Tour de Flanders: The One-Day Race That Breaks Riders
First time I watched the Ronde van Vlaanderen, I had no idea what was happening. Narrow roads, weird cobblestones, short steep hills with unpronounceable names. Why was everyone so excited about this?
Then I saw what happens on the Koppenberg. Riders slipping on wet stones, some actually falling, others grinding to a near standstill on a 22% gradient. Now I get it. This race is different.
What Makes It Special
Most races favor certain types of riders. Grand Tours reward skinny climbers. Flat races go to sprinters. Flanders punishes everyone equally.
The course is around 260 kilometers of Belgian pain. You hit maybe 17 short, steep climbs. Many are cobblestoned. The weather is usually terrible – wet, cold, sometimes both. By the end, the strongest riders have maybe 30 others for company. Everyone else is scattered across the Belgian countryside, questioning their life choices.
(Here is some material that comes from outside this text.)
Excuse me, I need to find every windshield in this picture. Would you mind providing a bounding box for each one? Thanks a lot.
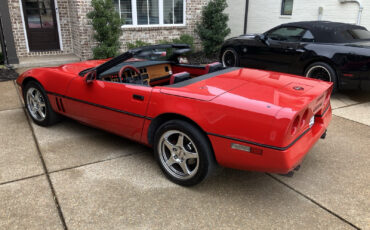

The climbs are brutal in a unique way. The Koppenberg is barely 600 meters long but hits 22% in places. On wet cobblestones. In a pack of tired riders. One mistake and you are walking.
Climbs I Actually Remember
The Oude Kwaremont is long and strategic. Not the steepest, but it keeps coming. Watch where attacks go here – often the decisive moves start on this climb.
The Paterberg is short and savage. 360 meters at 12.9% average but with sections way steeper. If you are not in position at the bottom, forget it. The crowds pack in so tight you can barely see the riders.
Koppenberg is just mean. Cobbles the size of your fist. Impossible to predict how your bike will react. I have seen footage of riders stuck in one spot, wheel spinning, crowd pushing them forward. Wild stuff.
Riders Who Own This Race
Tom Boonen and Fabian Cancellara defined Flanders for years. Boonen won four times. Cancellara three. Both had this ability to hurt everyone on the cobbles and just ride away.
The current crop includes van der Poel and Pogacar – different racing styles but similar ability to dominate one-day races. Watching them attack on the same climb is peak cycling entertainment.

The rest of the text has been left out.